World Photography Forum - View Single Post

robski · #22 25-07-07, 23:29

Let us take a step back for a moment and reconsider the 64 outputs for the DCT process from the 8 x 8 pixel block of the image data. The first output is a steady (DC) level of all the 64 image pixels averaged together and the other 63 outputs represent different frequency (AC) levels found in the 8 x 8 pixel image block.

If through the user compression level (quality factor) slider in the quantization stage it discarded all of the 63 AC outputs the resultant image would show 8 x 8 pixel areas of the same tone. The image will get maximum compression typically something in excess of 120:1 but you may of dumped a lot of image information to get it. This is only important if the image information was there in the first place. In practice an applications maximum compression setting is not that brutal but does introduce a big reduction in the strength of the high frequency components.

Attached is a Screen grab of a before and after scaled by 300%. The upper part is the original tiff image and the lower is the file saved as jpeg in Photoshop with a Quality setting of zero ( maximum compression). Compare the 2 halves.

In the some areas of the lower half you can clearly see the 8 x 8 block structure where the weak high frequency detailed information has been completely averaged (smoothed). You should also notice a slight colour shift.

Just to complete the jpeg compression story we will briefly look at the remaining processes. In a previous post I had already mentioned that the 63 AC components from the DCT process were run length encoded ( lossless compression method ). However the DC component is treated differently. It is assumed that neighboring 8 x 8 blocks will have a similar average value so instead of dealing with a large number format it uses a small number format which defines the difference in level from the previous block thereby requiring less code to store the information. The last stage is to use Huffman encoding (another lossless compression method) to compress again all the above compressed data.

There is a lot of work involved to produce the humble JPEG image file.

Another thread touched on Digital radio which makes use of MPEG. Many of the concepts covered above apply to the human audio system. They know which bits they have to preserve, emphasis and deemphasize.
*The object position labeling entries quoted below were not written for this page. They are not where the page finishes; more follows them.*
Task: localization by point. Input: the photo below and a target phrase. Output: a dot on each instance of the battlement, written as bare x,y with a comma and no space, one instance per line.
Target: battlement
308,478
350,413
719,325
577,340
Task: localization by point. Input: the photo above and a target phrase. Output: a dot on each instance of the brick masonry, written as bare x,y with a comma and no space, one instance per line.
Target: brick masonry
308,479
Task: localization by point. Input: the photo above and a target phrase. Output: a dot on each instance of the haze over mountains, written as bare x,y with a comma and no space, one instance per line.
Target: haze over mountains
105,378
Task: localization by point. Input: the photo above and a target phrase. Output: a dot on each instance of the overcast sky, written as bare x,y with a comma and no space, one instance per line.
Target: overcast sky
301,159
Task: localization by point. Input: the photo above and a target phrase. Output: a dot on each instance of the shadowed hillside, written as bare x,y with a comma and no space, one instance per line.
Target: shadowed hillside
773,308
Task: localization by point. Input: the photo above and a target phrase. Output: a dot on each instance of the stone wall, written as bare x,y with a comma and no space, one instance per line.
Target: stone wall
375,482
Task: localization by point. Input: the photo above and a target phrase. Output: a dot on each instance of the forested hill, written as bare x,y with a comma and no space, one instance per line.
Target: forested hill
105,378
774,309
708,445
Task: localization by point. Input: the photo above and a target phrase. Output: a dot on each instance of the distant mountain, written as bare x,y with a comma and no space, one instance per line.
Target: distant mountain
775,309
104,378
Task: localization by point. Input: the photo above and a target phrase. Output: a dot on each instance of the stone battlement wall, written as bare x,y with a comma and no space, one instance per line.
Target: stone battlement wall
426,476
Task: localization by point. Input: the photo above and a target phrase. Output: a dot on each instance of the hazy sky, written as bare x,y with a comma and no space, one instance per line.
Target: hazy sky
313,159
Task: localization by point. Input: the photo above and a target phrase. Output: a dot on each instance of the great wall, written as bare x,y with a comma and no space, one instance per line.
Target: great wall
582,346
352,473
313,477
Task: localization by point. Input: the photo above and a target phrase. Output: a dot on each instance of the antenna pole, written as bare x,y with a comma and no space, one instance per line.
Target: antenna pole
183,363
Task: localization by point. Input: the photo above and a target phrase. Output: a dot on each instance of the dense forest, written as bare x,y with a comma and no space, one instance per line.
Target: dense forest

A few people tried to compare it with CD music quality and vinyl. CD technology is not in the same ball park. A CD ROM holds about 2Gbytes of data. Two thirds of it is required to make the technology work reliable. A special 8 to 14 bit encoding to limit the bandwidth of the laser pickup circuits. Checksums so that the electronics can auto-correct corrupted data. Interleaving of data so that small scratches on the disc don't destroy huge chunks of data - but instead give smaller chunks of lost data which then gives the auto-correction half a chance of working. The data is blocked up into frames which requires control codes to keep the frames in sequence and say when user data starts and finishes. If I recall over 100 frames has to be read in before decoding can start. So only one third of the disk contains music or computer files.

Oops got carried away there - My mind slipped back to a previous life time in electronics.

OK I think we have done the JPEG theory to death now. For my sins I had to research the subject for problems at work and ended up knowing more than I ever wanted to know.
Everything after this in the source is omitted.